Es gibt aber auch Unternehmen mit einem sinnvollen großen Anliegen, aber der falschen Kommunikationsweise, beispielsweise mit dem traditionellen Kommunikationsrepertoire der Werbung. Ein großes Anliegen und werbliche Manipulation passen jedoch nicht zusammen. Fehlt dann noch der charismatische Ansatz in der Kommunikation, dann löst sich selbst ein noch so sinnvolles und ebenso erfolgsversprechendes Anliegen in Luft auf.

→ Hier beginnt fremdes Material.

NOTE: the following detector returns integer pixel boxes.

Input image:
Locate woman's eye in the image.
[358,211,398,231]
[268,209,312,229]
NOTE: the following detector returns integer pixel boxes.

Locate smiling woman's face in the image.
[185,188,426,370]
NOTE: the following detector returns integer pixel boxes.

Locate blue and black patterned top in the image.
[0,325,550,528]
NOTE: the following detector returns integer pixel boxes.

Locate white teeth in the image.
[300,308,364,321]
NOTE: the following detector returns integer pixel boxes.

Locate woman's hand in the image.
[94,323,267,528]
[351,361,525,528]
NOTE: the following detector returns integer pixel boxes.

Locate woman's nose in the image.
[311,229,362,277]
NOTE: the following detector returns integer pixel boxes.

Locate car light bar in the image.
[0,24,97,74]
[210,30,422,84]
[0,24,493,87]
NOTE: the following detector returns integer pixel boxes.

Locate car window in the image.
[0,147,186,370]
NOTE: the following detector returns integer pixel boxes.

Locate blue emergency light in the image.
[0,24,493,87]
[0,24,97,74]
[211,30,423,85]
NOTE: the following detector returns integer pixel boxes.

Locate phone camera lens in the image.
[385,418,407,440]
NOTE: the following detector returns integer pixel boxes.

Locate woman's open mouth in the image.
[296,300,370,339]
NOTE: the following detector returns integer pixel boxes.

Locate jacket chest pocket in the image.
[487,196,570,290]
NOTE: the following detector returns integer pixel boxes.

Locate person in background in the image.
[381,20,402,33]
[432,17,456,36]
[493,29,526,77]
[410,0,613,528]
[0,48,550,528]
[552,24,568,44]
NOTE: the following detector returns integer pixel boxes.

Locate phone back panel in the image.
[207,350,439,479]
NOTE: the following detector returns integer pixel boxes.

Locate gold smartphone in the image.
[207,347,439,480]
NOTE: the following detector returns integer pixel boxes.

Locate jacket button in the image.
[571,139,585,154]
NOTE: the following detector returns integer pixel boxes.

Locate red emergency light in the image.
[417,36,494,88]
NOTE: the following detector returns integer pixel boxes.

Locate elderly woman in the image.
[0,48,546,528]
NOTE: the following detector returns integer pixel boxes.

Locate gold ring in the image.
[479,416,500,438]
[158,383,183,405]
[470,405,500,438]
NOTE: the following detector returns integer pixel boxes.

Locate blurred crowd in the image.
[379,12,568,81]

Entscheiden ist: Ein Anliegen soll man nicht hören, sondern man muss es spüren. Deshalb braucht es meinem Empfinden nach Charisma in der Kommunikation, das Wirken über die Worte hinaus. Charismatisch kann jedoch jeder sein, weil Charisma durch Emotionen genährt wird – und wir alle haben Emotionen. Lt. Richard Wiseman, Professor an der Universität Hertfordshire, verfügen charismatische Menschen über 3 Eigenschaften:

  1. Emotionen werden von charismatischen Menschen sehr stark empfunden.
  2. Sie sind in der Lage, auch andere Menschen derart starke Gefühle erleben zu lassen.
  3. Und charismatische Menschen sind resistent gegenüber Einflüssen anderer charismatischer Menschen.

Resümee

Alles, was insbesondere jetzt in der Digitalisierung und Globalisierung über eine erfolgsversprechende Zukunft eines Unternehmens entscheidet, das sind weniger die perfekten Leistungen, sondern Kreativität, Innovation, Vertrauen – und diese Aspekte sind nicht messbar, nicht vergleichbar, benötigen Menschen mit Mut, Aufgaben individuell, intuitiv, charismatisch zu lösen.

Der Weg zur Entdeckung bzw. Wiederentdeckung eines großen Anliegens ist jedoch komplex. Es gibt dafür kein methodisches Patenrezept, und genau das wiederum verunsichert die durch Ausbildungen stark auf Controlling ausgerichteten MitarbeiterInnen und Führungskräfte. Entscheidend ist, die Anliegen im Kontext der aktuellen Herausforderungen zu sehen und zu interpretieren. Dies erfordert neue, andere Blickwinkel als jene, aus denen heraus traditionelle Unternehmensberatung und -entwicklung betrieben wird.

  • Es braucht Kenntnis und Sensibilität für gesellschaftliche Entwicklungen,
  • es braucht Empathie, im Verständnis von Satya Nadella sogar noch mehr – nämlich Mitgefühl,
  • und es braucht Mut.

Es geht mit Leidenschaft darum, Mitgefühl ins Zentrum von allem zu stellen, mit dem man sich beschäftigt – egal ob es sich dabei um Produkte handelt, die entwickelt werden, oder neue Märkte, die erschlossen werden sollen, oder ob es um die Zusammenarbeit mit KollegInnen, KundInnen oder PartnerInnen geht. Die Idee von Plötzeneder, ein Unternehmen als gesellschaftlichen Dienstleister, als anliegengetriebene Ökonomie zu betreiben, schließt meiner Meinung nach direkt daran an. In einer Anliegen-Ökonomie werden Investitions- und Anlagenstrategien nicht nur anhand der nackten ökonomischen Fakten, sondern auch anhand der menschlichen Anliegen, die hinter einem Unternehmen stehen, bewertet. Das erfordert jedoch nach Plötzeneder und auch nach meinem Empfinden ein Umdenken:

  • Routinen, Bequemlichkeiten, Komfortzonen verlassen
  • Finanziellen Reflexen und kurzfristigen Reaktionsweisen widerstehen

Ein solcher vom Anliegen motivierter Weg in der Wirtschaft, ist sicher nicht leicht zu gehen. Es erfordert vom gesamten Unternehmen Engagement und Willenskraft, einen ehrlichen Blick in den Spiegel.

Nach Jessl ist die Haupthürde, ein neues Denken bei allen Beteiligten zu initiieren: Weg vom Funktionieren, hin zum Entfalten der eigenen Mission, des eigenen Themas und der eigenen Story im Rahmen dessen, was die aktuelle Tätigkeit von einem verlangt.